[Date Prev][Date Next][Thread Prev][Thread Next][Date Index][Thread Index]

HA-Hobbit with Linux HA 2



Hi folks,

as written to the list a few days ago, we're running Hobbit on a Linux HA-2 cluster with DRBD. Runs very nice, and the setup is not very complicated, so as promised, here are some notes if you like to make your Hobbit high available: (This is more or less a summary of our installation, and not tested but written from memory - maybe someone can test it and write a real step-by-step guide)

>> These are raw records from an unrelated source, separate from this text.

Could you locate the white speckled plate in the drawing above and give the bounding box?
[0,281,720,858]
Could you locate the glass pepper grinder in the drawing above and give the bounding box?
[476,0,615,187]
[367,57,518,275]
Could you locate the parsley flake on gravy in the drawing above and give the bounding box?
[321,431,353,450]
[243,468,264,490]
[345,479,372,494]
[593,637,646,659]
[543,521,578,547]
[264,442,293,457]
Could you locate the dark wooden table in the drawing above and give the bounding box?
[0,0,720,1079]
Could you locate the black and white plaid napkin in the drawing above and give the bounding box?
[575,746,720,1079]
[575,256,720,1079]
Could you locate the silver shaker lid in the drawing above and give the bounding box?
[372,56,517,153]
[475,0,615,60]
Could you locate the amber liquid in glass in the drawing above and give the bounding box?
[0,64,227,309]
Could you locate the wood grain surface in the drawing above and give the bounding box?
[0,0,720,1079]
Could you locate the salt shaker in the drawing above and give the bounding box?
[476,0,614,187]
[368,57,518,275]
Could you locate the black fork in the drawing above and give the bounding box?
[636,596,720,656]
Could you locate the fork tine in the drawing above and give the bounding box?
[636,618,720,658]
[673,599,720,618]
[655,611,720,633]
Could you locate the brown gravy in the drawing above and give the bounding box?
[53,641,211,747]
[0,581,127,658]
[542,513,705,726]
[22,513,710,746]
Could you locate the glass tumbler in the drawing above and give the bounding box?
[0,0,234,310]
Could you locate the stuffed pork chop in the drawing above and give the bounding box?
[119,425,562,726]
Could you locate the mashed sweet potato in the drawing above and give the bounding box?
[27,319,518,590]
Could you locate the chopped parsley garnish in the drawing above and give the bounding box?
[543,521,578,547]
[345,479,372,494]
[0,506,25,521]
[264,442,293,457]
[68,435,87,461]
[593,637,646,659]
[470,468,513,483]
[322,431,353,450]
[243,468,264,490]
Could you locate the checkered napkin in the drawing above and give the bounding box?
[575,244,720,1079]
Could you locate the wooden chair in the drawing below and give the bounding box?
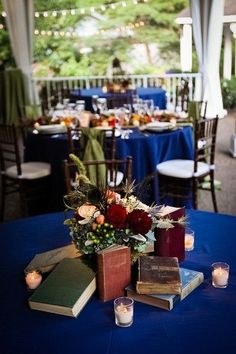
[63,156,132,194]
[157,117,218,212]
[175,79,189,112]
[107,93,133,109]
[0,124,51,221]
[67,127,116,161]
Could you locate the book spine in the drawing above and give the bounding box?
[126,290,179,311]
[180,272,204,300]
[97,254,106,301]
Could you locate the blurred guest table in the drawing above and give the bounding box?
[0,211,236,354]
[25,127,193,211]
[70,87,166,111]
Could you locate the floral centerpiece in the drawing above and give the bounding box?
[64,154,184,262]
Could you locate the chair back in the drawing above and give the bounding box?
[188,101,207,125]
[0,124,22,176]
[194,116,219,172]
[67,127,116,161]
[63,156,132,194]
[175,79,189,112]
[107,92,133,109]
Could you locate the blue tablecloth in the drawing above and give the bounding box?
[0,211,236,354]
[25,127,193,211]
[70,87,166,111]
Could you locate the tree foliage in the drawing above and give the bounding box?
[0,0,188,76]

1. Install Linux-HA on both nodes
2. Build a DRBD resource for the Hobbit files, as described in http://www.drbd.org/docs/about/
3. Setup a Hobbit group
4. Setup a failover IP resource in the Hobbit group, with a DNS entry if you have DNS 5. Install apache, and setup an apache failover resource in the Hobbit group for it 6. Setup a colocation constraint, and bind the Hobbit group to the DRBD resource
7. Setup an order constraint, to have DRBD started before Hobbit starts
8. Setup a Hobbit user as usual, and link its home directory to the DRBD resource. This way, all Hobbit config files, datafiles, etc. are on DRBD , and you don't have to fiddle around with syncing the configs etc.
9. Configure Hobbit sources as usual, with some notes:

- Use the failover IP as Hobbit's server IP
- Everywhere you would enter the Hobbitserver's name, enter the name of the failover IP (e.g., for the web-based stuff)

10. Try to start Hobbit: It should run as normal.
11. Stop it, switch everything to the other node, and try to start Hobbit again. If everything's okay, stop it, and you're ready for the final step:

12. Copy the attached script "hobbit" to /usr/lib/ocf/resource.d/heartbeat/ ON BOTH NODES

13. Setup a Hobbit resource (e.g. by using the hb_gui and selecting "hobbit", which should be visible after a restart of the GUI).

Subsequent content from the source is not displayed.